Surenchère patriotique

De Ciotti, de Debré (le même qui, dans la même séance, suggère d’instaurer l’uniforme scolaire) et de leurs collègues, ce type d’interventions ne surprend pas, s’inscrivant dans un confusionnisme qui tient lieu de ligne de conduite, amalgamant tout et n’importe quoi : terrorisme, jeunes, école, crise sociale, repères, valeurs, communautarisme, nation, république etc. Mais poser les symboles nationaux comme ultime horizon, réduire la question scolaire – question sociale par excellence – à un défaut d’intégration d’élèves toujours considérés comme « issus de l’immigration », être incapable de concevoir une vie en société qui trouverait ses références ailleurs que dans une identité nationale largement fantasmée, cette perception des choses n’est malheureusement pas l’apanage d’une droite politique dite « décomplexée », en réalité contaminée par les représentations identitaires de l’extrême-droite. De fait, au cours de cette séance, non seulement il ne s’est trouvé aucun parlementaire pour relever le caractère aberrant, quasi surréaliste du débat, mais au cours de leurs interventions, les députés de gauche ont au contraire cru nécessaire de surenchérir sur les thèses des comiques de la droite, redoutant comme la peste un procès en anti-patriotisme. Aux revendications de Ciotti sur la place des symboles nationaux à l’école, c’est Annick Lepetit (PS) qui répond qu’ils y sont déjà : « le drapeau tricolore ne vous appartient pas, Monsieur Ciotti ! » Ou encore, Brigitte Bourguignon (PS) : « nous aimons autant la France que vous. » Quant à André Chassaigne (PC), qui se désolait de l’absence des scolaires devant les monuments aux morts, il a, lui, « l’immense bonheur de constater aujourd’hui que les instituteurs viennent le dimanche avec les élèves, et avec eux les parents d’élèves. » Et en plus, ils chantent la Marseillaise… Histoire de ne pas rater le train, Kanner, le ministre de la Ville, de la jeunesse et des sports se félicite de voir les efforts fournis par l’EN dans « l’affirmation des principes que sont l’amour de la patrie, la reconnaissance de ses valeurs et la défense de la République. » De quoi se plaint-on ?

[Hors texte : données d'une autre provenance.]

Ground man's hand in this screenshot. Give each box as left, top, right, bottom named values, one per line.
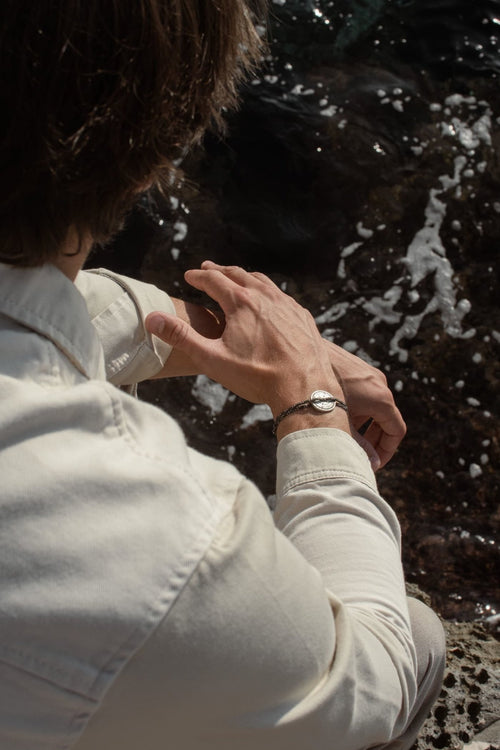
left=145, top=262, right=405, bottom=463
left=145, top=261, right=349, bottom=439
left=323, top=341, right=406, bottom=469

Les oripeaux nationaux comme cache-misère

En réalité, ces propos d’estrade, ces disputes factices ne peuvent pas faire oublier qu’en la matière – la célébration de l’identité nationale – non seulement l’unanimité règne dans l’hémicycle mais que, ces derniers mois, l’Education nationale a joué un rôle moteur dans sa promotion, entraînée dans une sorte de griserie dont on ne voit pas la fin même si on en pressent les effets. Drapeau tricolore accroché dans les écoles, Marseillaise envahissante (2016, année de la Marseillaise), enseignement de l’histoire en primaire confisqué par le roman national, participation plus ou moins forcée aux commémorations qui s’affichent ouvertement comme patriotiques, renforcement de l’éducation à la défense visant à légitimer la guerre, détournement identitaire du principe de laïcité : l’école est tout bonnement en train de devenir le terrain d’expérimentation d’une idéologie profondément malsaine, qui consiste, par delà une unité contrainte, de commande, à imposer aux élèves dans un premier temps, puis à toute la société, une très discutable vision du monde, de la vie en société, du rapport au politique. Quelque chose qui tient davantage du conditionnement que de l’adhésion critique et raisonnée et qui tourne facilement à l’addiction avec des conséquences qu’on peut mesurer, par exemple, dans le programme éducatif – c’est ainsi qu’il l’appelle – présenté par Copé (LR) pour les présidentielles : mieux que Debré ou que Ciotti, ce leader de droite se délecte à l’image des élèves en uniforme, au garde-à-vous devant le drapeau et chantant la Marseillaise. Un objectif – « transmettre la fierté d’être français » – curieusement couplé à un autre – « renouer avec l’égalité des chances » – et dont Copé donne une vision très personnelle, puisqu’il ne s’agit pas moins que de supprimer le collège unique et de rétablir l’apprentissage à 14 ans, deux mesures défendues de longue date par toute une mouvance réactionnaire qui n’a jamais accepté la démocratisation scolaire. Une ségrégation sociale clairement assumée, camouflée derrière une unité nationale qui, pour hypothétique qu’elle soit, prend ici sa pleine signification : occulter la question sociale, noyer le débat politique derrière une identification arbitraire.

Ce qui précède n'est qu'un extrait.